The Democratic-controlled General Assembly has been weighing proposals to create a permanent child tax credit since 2021. But except for a one-time income tax rebate ordered in 2022, which provided $250 per child, nothing has been enacted.
Gov. Ned Lamont, a fiscally moderate Democrat, and many Republicans in the House and Senate minorities have favored broader forms of tax relief.
House Republicans last October proposed cutting state taxes on the middle class by as much as $700 per year by boosting a credit that offsets a portion of municipal property tax bills. But the GOP plan would offer little to no benefit to Connecticut’s working poor since it would not be refundable.
The Republican plan would cost about $500 million per year, while the most popular child tax credit plan carries an annual price tag of about $350 million.
The General Assembly and Lamont ordered in 2023 the state’s first income tax rate reduction since the mid-1990s, which has returned about $300 per year to middle-class households. They have assisted the poorest of working households by boosting the state’s Earned Income Tax Credit to 41.5% of the federal EITC. This returned an average of $1,060 to about 185,000 households that generally earn less than $69,000 per year.
Lamont’s budget spokesman, Chris Collibee, said Wednesday that “Gov. Lamont has ensured that affordability and opportunity are at the heart of his legislative agenda and every budget he’s signed.”
The governor’s tax commissioner, former Danbury Mayor Mark Boughton, who also attended the forum, said “the gulf between the haves and — for lack of a better term — have-nots in our state has gotten worse.”
But Boughton said that while a child tax credit could assist those in need, Connecticut requires a multi-faceted response that also includes more job training and other economic initiatives.
Lamont must deliver his updated budget proposal for the 2026-27 fiscal year to the General Assembly on Feb. 4.
“The governor looks forward to collaborating with legislators as we approach the upcoming session and look to make any budget adjustments, while ensuring our fiscal health remains strong,” Collibee said.
Though not speaking against tax relief, Lamont — who is seeking reelection this year for a third term — has been cautious when addressing the topic, reminding others that Connecticut stands to lose hundreds of millions of dollars in annual federal assistance because of cuts ordered by Trump and the GOP-led Congress.

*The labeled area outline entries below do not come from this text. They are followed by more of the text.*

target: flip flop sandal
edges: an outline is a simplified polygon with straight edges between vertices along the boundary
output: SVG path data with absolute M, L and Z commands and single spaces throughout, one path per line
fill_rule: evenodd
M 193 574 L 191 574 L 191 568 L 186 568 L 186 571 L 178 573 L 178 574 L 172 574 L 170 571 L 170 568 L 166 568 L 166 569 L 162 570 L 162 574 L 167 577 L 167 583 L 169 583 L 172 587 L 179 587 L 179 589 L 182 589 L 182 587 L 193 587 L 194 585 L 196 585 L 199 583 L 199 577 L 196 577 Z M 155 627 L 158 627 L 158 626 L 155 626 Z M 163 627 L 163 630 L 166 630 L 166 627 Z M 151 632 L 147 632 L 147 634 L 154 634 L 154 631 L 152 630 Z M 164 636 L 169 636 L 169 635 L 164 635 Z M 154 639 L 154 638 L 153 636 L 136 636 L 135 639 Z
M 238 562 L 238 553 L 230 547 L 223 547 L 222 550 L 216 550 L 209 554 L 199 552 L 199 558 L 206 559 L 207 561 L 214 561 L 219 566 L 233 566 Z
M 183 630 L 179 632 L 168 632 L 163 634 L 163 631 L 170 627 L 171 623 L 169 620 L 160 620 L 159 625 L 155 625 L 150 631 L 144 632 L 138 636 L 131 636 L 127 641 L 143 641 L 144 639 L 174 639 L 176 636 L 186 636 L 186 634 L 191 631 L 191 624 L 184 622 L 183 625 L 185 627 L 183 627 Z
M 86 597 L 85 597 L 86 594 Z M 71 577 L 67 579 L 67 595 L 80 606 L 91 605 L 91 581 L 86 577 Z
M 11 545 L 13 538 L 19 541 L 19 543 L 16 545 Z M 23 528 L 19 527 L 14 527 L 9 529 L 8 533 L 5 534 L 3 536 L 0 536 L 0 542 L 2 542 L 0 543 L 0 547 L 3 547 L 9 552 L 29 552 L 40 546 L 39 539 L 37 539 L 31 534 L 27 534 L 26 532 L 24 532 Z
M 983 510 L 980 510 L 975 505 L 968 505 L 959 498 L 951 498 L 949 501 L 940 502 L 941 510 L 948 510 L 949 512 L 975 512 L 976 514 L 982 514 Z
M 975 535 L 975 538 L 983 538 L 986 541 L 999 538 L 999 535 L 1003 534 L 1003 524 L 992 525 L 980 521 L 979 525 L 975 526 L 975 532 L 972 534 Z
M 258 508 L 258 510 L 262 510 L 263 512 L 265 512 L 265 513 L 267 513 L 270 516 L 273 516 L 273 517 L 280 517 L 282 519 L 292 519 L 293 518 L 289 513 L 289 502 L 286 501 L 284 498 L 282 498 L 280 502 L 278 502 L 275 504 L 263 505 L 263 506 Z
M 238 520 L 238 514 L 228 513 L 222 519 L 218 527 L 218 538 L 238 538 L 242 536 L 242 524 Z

But state Comptroller Sean Scanlon, a Guilford Democrat who spearheaded early efforts to establish a child tax credit when he served in the legislature in 2021, said Connecticut is in a much stronger financial position now that it was even a few years ago.
The state legislature established aggressive new budget caps in 2017 that have forced unprecedented surpluses averaging more than $1.8 billion over the past eight years. Governors and legislatures have used those surplus funds to create one of the largest rainy day funds in the nation while wiping out roughly $10 billion in pension debt.
Connecticut also remains one of the highest-earning states, per capita, in the nation.
“We have to think we have the abundance here to meet these needs,” Scanlon said.